Later, when the Reagan administration opted to give the Prince Edward Academy tax-exempt status, I went to Congress to protest angrily, but futilely. The academy was compelled to take in a couple of token blacks.

Anyone who cares about America's future must ask, ''How long does it take to erase slavery-era prejudices?'' Forty years haven't done it in Prince Edward County. The views of segregationists about racial superiority and inferiority have prevailed, even as the Prince Edward Academy admitted 25 to 30 black students this year to keep its tax-exempt status. But the public schools on which most black children rely still struggle, burdened financially and otherwise by old angers and hatreds.

Now here comes Mr. Fuqua, rich enough to have given $53 million to education in 15 years, and bold enough to believe that he personally can change racial mindsets and wipe out ancient bigotries in Prince Edward County. He hopes that he can produce racial cooperation by donating $10 million to replace the born-of-bigotry academy.

Mr. Fuqua says he gives to a private school because it isn't burdened by the bureaucracy that envelops public schools.

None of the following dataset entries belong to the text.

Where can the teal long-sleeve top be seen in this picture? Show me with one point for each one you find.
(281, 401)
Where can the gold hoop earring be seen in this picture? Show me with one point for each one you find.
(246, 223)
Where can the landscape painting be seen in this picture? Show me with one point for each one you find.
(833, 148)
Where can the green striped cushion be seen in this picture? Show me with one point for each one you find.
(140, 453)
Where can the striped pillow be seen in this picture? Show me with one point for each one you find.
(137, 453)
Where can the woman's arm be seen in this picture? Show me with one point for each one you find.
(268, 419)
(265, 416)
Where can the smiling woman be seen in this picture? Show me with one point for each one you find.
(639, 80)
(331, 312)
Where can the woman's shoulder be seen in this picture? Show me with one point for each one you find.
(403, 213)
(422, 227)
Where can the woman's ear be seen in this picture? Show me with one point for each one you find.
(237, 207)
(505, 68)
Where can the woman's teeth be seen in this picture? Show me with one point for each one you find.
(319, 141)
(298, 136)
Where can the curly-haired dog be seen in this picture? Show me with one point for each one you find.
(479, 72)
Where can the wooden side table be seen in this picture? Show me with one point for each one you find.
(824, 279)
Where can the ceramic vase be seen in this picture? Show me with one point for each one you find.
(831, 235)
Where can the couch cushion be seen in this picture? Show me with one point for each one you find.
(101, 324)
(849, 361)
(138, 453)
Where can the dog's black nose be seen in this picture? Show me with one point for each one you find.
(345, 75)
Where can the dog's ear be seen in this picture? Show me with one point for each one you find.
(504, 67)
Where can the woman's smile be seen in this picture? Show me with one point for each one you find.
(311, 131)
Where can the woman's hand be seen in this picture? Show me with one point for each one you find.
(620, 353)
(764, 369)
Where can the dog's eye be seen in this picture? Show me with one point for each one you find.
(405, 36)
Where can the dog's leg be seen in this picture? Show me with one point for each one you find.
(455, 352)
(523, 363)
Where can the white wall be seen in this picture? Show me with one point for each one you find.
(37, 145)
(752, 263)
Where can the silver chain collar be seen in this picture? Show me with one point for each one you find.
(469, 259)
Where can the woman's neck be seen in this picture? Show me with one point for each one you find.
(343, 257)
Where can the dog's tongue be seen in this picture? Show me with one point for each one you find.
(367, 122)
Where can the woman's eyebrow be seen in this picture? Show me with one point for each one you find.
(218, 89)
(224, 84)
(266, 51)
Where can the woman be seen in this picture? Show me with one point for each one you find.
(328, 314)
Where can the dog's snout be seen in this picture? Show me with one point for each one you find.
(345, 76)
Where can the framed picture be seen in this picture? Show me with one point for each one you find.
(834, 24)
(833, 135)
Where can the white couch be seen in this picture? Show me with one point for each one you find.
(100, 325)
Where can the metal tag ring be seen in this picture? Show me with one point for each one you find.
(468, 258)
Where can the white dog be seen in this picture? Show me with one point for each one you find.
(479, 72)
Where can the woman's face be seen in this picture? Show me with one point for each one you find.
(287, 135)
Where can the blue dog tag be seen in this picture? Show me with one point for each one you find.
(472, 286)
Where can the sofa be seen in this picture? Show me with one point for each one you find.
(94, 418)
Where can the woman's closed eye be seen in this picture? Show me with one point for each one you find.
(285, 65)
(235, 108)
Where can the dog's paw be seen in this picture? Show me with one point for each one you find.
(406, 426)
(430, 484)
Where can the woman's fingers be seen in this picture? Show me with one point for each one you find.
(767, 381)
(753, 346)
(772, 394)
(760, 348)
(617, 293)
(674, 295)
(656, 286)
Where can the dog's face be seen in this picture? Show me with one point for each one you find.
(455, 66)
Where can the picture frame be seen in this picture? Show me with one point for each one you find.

He says he guarantees that there will be enough scholarships for black children to make people forget the racist intent of the academy.

''The school will be changed in its entirety,'' the industrialist said. ''The academy disappeared yesterday.''

Could it really be that one man with big money can provoke social change, and educational justice, beyond anything the courts and governments have been able to do for four decades?

Blacks I've talked to in Farmville are skeptical, as am I. But a $10 million broom sweeps away a lot of ethnic dirt and emotional cobwebs. So let's give Mr. Fuqua the benefit of the doubt.

8, Carl T. Rowan is a syndicated columnist.